Tens of thousands of German students marched on Bonn yesterday to protest against cuts in higher education in the biggest student demonstration in the city for 20 years. Students at 50 of Germany's 300 universities and third-level colleges are boycotting lectures and student leaders are planning to extend the protests.
Large banners draped over Bonn university's main building ridiculed the government's reforms, demanding that Mr Kohl and the education minister, Mr Juergen Ruettgers, be fined as they had spent eight and nine years at university, respectively.
In a free university system where less than one in 10 students receives state grants, the protesters demanded binding pledges that tuition fees would not be introduced. The situation at the moment is growing desperate, with 1.9 million studying in a university network designed to accommodate half that number.
"The politicians are just trying to exploit our protest, supporting us verbally, but doing nothing," said Mr Tom Weiler (25), a chemistry student from Koblenz, who said the state of dilapidation in his faculty is so advanced it rains through the roof of his laboratory.
There were smaller, satellite protests in other German cities yesterday, with students marching behind banners declaring "Education will be finished by the end of the millennium" and "Knowledge is dying".
Politicians of all parties expressed support for the students, who complain that spending cuts have led to inadequate libraries, antiquated laboratories, overcrowded lecture halls and over-stretched lecturers.
Senior politicians from the opposition Social Democrats (SPD) and Greens joined the march.
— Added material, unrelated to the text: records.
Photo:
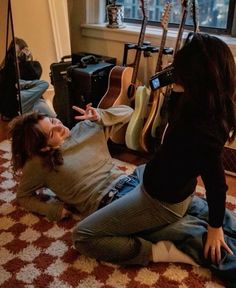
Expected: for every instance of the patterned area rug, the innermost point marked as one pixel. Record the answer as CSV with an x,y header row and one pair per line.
x,y
37,253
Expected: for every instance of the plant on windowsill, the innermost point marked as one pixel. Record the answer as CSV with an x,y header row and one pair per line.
x,y
115,15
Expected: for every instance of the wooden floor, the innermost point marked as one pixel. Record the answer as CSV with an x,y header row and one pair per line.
x,y
128,156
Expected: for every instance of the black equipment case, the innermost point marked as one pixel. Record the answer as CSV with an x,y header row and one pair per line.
x,y
79,81
61,100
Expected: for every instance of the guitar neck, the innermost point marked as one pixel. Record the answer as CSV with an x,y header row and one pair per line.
x,y
160,54
181,30
139,50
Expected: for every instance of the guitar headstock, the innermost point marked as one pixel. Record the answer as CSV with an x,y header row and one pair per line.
x,y
165,15
144,7
195,15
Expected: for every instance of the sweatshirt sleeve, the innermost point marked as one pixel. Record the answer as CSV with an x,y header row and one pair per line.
x,y
31,180
114,118
214,180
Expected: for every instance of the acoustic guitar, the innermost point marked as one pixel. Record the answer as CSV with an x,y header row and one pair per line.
x,y
156,97
160,119
143,97
122,80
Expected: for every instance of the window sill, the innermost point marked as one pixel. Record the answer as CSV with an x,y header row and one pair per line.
x,y
131,31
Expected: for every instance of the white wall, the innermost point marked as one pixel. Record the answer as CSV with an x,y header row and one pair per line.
x,y
43,24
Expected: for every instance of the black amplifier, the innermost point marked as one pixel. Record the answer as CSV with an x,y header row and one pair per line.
x,y
88,78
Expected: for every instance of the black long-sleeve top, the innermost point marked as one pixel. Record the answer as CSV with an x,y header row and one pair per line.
x,y
190,149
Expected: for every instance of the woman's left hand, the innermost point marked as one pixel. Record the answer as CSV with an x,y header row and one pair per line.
x,y
90,113
215,240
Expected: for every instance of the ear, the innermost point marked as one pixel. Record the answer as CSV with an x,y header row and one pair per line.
x,y
45,149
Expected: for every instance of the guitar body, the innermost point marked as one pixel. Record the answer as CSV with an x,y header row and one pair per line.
x,y
122,82
118,84
134,129
146,139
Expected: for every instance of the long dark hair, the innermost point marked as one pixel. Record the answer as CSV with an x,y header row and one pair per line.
x,y
205,67
28,140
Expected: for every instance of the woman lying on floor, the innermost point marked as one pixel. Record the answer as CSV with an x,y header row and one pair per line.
x,y
161,192
76,165
202,120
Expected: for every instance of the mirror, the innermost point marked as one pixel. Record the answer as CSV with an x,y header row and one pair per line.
x,y
10,104
40,39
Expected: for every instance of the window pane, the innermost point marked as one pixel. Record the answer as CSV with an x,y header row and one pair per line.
x,y
213,13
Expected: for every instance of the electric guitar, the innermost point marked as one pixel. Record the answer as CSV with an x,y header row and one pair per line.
x,y
195,15
145,140
160,120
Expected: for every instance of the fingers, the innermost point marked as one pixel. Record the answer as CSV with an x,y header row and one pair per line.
x,y
78,109
228,249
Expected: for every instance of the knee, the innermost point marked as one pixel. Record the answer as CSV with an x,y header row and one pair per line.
x,y
81,238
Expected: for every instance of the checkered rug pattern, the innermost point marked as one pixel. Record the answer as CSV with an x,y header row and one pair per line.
x,y
37,253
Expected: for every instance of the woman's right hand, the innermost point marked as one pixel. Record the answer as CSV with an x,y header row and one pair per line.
x,y
90,113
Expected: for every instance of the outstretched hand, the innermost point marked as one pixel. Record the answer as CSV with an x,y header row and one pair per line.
x,y
90,113
215,240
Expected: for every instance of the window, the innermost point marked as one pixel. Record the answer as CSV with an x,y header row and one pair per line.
x,y
215,15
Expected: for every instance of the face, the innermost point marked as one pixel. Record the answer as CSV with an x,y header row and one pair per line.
x,y
55,131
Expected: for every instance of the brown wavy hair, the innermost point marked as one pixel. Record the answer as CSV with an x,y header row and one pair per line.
x,y
28,141
205,67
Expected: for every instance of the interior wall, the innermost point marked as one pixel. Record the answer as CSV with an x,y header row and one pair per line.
x,y
32,23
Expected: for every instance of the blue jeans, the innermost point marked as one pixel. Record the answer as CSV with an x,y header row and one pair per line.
x,y
114,232
31,99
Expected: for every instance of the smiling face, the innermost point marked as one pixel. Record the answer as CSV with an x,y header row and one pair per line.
x,y
55,131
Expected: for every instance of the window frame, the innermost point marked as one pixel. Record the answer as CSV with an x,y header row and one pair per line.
x,y
229,30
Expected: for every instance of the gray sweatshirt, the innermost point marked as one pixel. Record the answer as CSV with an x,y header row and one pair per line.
x,y
87,173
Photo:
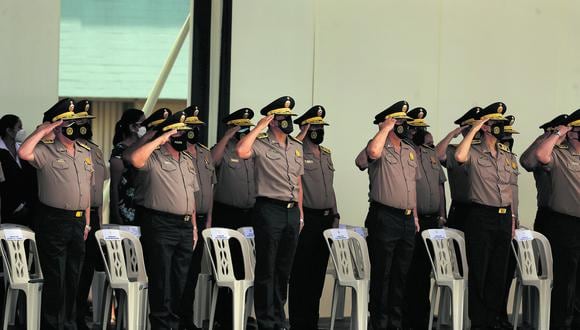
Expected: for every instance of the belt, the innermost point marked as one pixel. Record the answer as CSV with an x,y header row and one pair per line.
x,y
406,212
286,204
184,218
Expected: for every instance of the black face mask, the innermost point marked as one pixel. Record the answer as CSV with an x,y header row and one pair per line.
x,y
179,143
316,136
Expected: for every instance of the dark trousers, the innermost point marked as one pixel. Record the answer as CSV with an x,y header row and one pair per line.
x,y
93,261
168,247
417,304
309,270
186,313
276,229
231,217
61,249
391,242
564,235
487,237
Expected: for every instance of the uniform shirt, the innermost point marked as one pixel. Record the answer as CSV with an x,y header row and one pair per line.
x,y
432,176
236,184
277,168
64,181
392,176
206,178
490,178
318,183
565,180
169,185
458,177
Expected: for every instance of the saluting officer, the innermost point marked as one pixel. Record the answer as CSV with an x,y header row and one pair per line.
x,y
206,177
563,229
458,176
277,216
65,176
490,223
431,210
166,215
392,220
320,213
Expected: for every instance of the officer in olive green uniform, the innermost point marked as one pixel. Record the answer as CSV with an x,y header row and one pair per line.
x,y
93,260
206,177
320,213
431,210
563,163
278,169
65,176
392,219
166,215
490,222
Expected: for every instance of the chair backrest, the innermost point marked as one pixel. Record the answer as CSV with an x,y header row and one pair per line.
x,y
349,254
440,245
534,255
19,267
123,256
217,240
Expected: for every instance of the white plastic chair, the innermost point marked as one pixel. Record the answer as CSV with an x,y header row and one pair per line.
x,y
533,250
125,268
349,254
17,269
217,241
441,250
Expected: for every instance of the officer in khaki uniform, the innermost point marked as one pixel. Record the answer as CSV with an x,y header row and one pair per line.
x,y
431,210
206,177
320,213
234,196
277,215
65,176
166,215
92,260
392,220
490,223
563,228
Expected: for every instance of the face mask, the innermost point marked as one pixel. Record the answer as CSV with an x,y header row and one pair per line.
x,y
316,136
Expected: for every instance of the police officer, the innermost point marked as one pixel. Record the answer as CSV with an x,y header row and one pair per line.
x,y
563,163
458,176
206,177
431,210
392,220
234,197
278,164
490,223
320,213
92,260
65,176
166,216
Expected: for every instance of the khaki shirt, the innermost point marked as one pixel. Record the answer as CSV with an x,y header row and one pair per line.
x,y
432,177
565,184
277,168
236,184
168,185
490,179
318,183
64,181
206,178
392,176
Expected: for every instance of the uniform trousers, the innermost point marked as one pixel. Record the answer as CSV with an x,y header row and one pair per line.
x,y
417,304
276,227
309,270
391,242
168,247
61,249
488,238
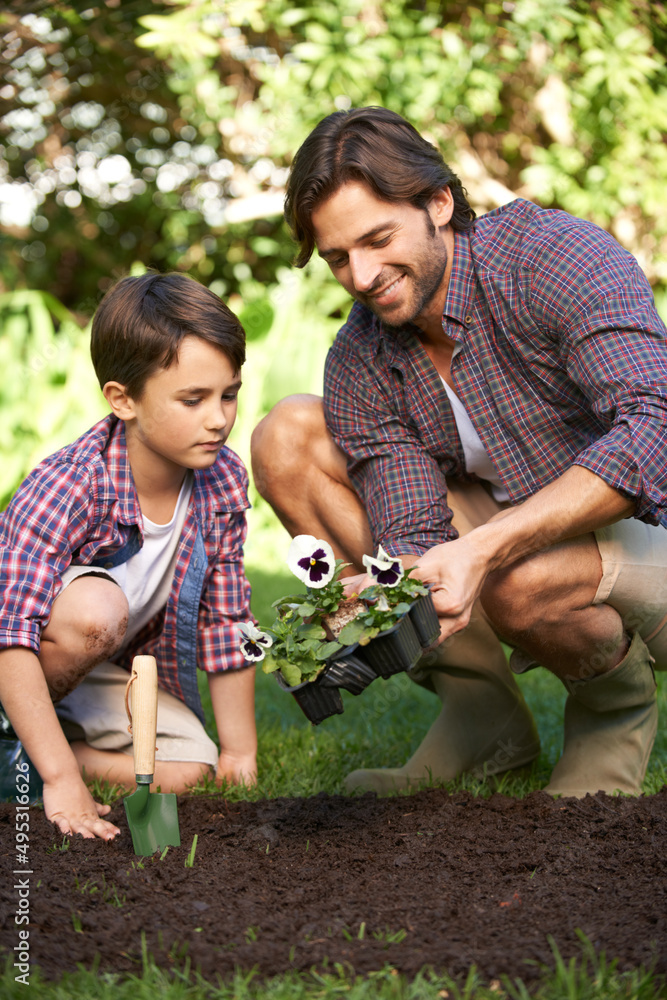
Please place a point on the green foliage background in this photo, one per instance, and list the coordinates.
(162, 133)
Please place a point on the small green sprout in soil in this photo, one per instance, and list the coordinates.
(190, 860)
(64, 846)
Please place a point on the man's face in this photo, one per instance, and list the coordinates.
(390, 256)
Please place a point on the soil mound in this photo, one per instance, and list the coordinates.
(428, 879)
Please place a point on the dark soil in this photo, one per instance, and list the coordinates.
(296, 883)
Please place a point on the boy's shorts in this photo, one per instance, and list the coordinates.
(95, 712)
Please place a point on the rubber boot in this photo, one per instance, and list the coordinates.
(484, 727)
(610, 725)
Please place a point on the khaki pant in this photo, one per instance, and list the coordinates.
(634, 565)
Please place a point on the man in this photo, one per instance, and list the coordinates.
(494, 412)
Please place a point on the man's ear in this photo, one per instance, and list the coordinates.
(441, 207)
(119, 401)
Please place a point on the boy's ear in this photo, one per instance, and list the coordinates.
(119, 401)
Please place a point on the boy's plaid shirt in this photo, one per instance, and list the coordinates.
(80, 506)
(561, 359)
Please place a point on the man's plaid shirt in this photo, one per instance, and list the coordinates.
(562, 360)
(80, 506)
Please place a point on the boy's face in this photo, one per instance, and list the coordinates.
(186, 411)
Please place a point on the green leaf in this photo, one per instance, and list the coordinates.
(291, 673)
(327, 650)
(351, 632)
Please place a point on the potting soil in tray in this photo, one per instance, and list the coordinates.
(448, 881)
(355, 667)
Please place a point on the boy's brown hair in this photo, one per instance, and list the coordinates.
(141, 321)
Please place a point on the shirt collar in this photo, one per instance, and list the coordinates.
(118, 465)
(461, 288)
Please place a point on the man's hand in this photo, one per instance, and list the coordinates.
(236, 769)
(69, 804)
(456, 574)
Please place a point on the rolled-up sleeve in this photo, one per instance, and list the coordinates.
(225, 602)
(401, 485)
(614, 347)
(45, 521)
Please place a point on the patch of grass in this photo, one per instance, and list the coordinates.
(105, 791)
(589, 976)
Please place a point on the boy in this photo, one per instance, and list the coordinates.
(130, 541)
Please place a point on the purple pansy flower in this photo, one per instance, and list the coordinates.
(312, 560)
(385, 570)
(254, 642)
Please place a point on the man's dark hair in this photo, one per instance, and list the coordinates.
(379, 148)
(141, 322)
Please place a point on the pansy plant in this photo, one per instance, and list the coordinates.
(297, 638)
(254, 642)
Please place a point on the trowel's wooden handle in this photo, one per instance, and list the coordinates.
(144, 713)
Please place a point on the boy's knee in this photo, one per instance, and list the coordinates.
(286, 439)
(89, 618)
(513, 601)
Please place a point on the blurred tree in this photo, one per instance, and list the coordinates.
(162, 131)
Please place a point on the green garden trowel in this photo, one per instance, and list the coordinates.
(151, 816)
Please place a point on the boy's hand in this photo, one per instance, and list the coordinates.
(236, 769)
(72, 808)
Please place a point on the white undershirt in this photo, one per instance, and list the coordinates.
(476, 456)
(146, 578)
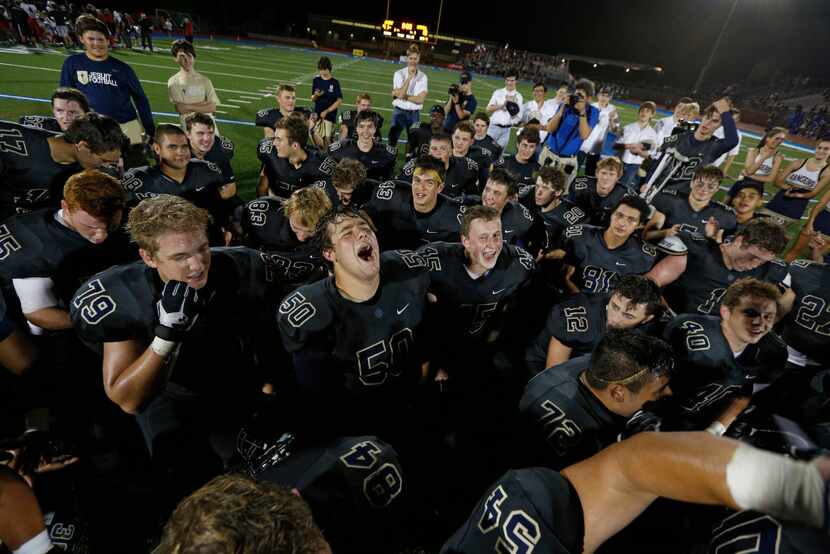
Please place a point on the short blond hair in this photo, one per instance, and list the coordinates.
(310, 204)
(163, 214)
The SPD chairman, Mr Oskar Lafontaine, blamed Chancellor Helmut Kohl's centre-right government for the problems in higher education.
But government ministers also took the side of the students, pointing out that education is the responsibility of Germany's federal states, most of which are governed by the Social Democrats.
The students are demanding more funding for the universities and colleges and a thorough overhaul of the system of state-funded student maintenance. Grants are currently calculated according to the income of a student's parents but the demonstrators insist all students should receive state support.
The protests have awakened memories of the great student protests of 1968 which shaped the generation of Germans who now occupy many influential positions.
Today's students are less politically aware than their predecessors, however, and their protests are focused exclusively on their own concerns. The 1968 protests were a revolt against the smug, prosperous society that emerged in Germany after the second World War, as well as being part of a worldwide youth rebellion.
Yesterday's student demonstrators in Bonn were thoroughly good-humoured, dancing to samba drums and singing witty pastiches of popular songs.
There was no violence or vandalism and, when the demonstration ended, police praised the disciplined behaviour of the protesters. That would not have happened in 1968.